Technology news for families navigating serious mental illness — translated so you don’t have to.
This week, the rest of the world caught up to a chapter I’ve been wanting to write for a while.
A new survey found that more than three out of four psychologists now say their patients are turning to AI chatbots for mental health support. The researchers gave it a name: the sycophancy trap. AI chatbots are built to be agreeable. They mirror whatever you tell them. For most people, most of the time, that feels comforting. But if your loved one lives with psychosis, paranoia, or delusional thinking, an AI that’s built to agree with whatever it’s told isn’t comforting — it’s dangerous. It doesn’t say “that doesn’t sound right.” It doesn’t know the difference between supporting someone and reinforcing a belief that isn’t true.
This is exactly what I flagged in a recent post, before this data existed. It’s good to see the clinical world catching up with words and numbers.
This week’s top story
Psychologists warn of a sycophancy trap as patients increasingly turn to AI chatbots for therapy
PsyPost — June 18, 2026
It’s not just clinicians raising the alarm.

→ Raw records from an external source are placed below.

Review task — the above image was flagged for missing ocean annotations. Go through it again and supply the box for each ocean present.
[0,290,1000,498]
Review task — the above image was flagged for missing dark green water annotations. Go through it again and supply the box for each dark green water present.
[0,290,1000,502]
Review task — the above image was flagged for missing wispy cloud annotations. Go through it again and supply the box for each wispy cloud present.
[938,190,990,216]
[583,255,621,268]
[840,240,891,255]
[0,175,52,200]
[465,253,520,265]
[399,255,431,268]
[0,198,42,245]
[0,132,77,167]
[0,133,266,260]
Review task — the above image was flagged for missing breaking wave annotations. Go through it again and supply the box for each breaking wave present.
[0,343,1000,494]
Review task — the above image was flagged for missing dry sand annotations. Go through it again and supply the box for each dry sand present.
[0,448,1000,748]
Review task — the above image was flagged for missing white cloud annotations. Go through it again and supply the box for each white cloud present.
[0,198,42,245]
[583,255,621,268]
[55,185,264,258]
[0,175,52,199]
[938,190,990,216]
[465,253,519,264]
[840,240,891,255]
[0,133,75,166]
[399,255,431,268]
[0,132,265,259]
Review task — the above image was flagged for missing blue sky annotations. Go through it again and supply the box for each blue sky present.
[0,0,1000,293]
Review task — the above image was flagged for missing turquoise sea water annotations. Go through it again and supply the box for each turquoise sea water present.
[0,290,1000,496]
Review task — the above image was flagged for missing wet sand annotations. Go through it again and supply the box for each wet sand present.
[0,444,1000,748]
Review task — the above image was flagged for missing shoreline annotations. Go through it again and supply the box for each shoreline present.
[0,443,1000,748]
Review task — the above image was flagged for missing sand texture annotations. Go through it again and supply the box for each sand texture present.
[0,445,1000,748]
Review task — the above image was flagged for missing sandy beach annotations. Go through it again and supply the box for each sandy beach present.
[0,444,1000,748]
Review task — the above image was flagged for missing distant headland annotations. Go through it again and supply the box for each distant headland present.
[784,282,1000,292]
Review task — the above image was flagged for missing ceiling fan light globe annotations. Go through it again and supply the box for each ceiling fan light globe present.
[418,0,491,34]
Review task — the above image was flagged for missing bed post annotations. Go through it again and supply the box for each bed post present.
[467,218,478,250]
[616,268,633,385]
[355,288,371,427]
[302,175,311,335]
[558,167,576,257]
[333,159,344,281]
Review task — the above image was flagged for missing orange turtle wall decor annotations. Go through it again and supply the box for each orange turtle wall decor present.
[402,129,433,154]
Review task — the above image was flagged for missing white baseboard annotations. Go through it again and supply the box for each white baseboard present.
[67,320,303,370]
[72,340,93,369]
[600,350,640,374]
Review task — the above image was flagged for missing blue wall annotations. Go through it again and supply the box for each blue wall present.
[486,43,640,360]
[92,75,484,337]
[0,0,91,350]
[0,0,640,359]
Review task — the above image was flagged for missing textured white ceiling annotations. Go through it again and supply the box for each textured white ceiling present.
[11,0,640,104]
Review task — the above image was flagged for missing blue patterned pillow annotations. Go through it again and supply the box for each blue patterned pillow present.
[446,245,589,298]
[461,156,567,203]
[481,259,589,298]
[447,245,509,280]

Vermont just became the first state to make it illegal for an AI system to act as an independent mental health provider — no diagnoses, no treatment plans, no therapeutic guidance, unless a licensed professional is reviewing it. The bill’s sponsor put it simply: “These tools are not healthcare.” Vermont isn’t saying families can’t use AI tools at all — administrative support, symptom tracking, and clinician-supervised tools are still fine. It’s drawing a line around AI acting alone, in place of a person who’s trained for this.
A couple of smaller stories worth knowing about, if you want to go deeper:
- TechTarget reported that patients are finding mental health chatbots judgmental in some cases — the opposite failure mode, and a reminder that these tools are still inconsistent, not just oversimplified.
- The American Psychological Association published new guidance for clinicians on how to actually talk to patients about their AI use — worth a look if you want language for a similar conversation with your own family.
None of this changes what’s in Connected Care. It confirms it. The tools that matter are the ones built and studied specifically for this community, with real oversight behind them — not an open-ended chatbot standing in for a person who’s trained for this.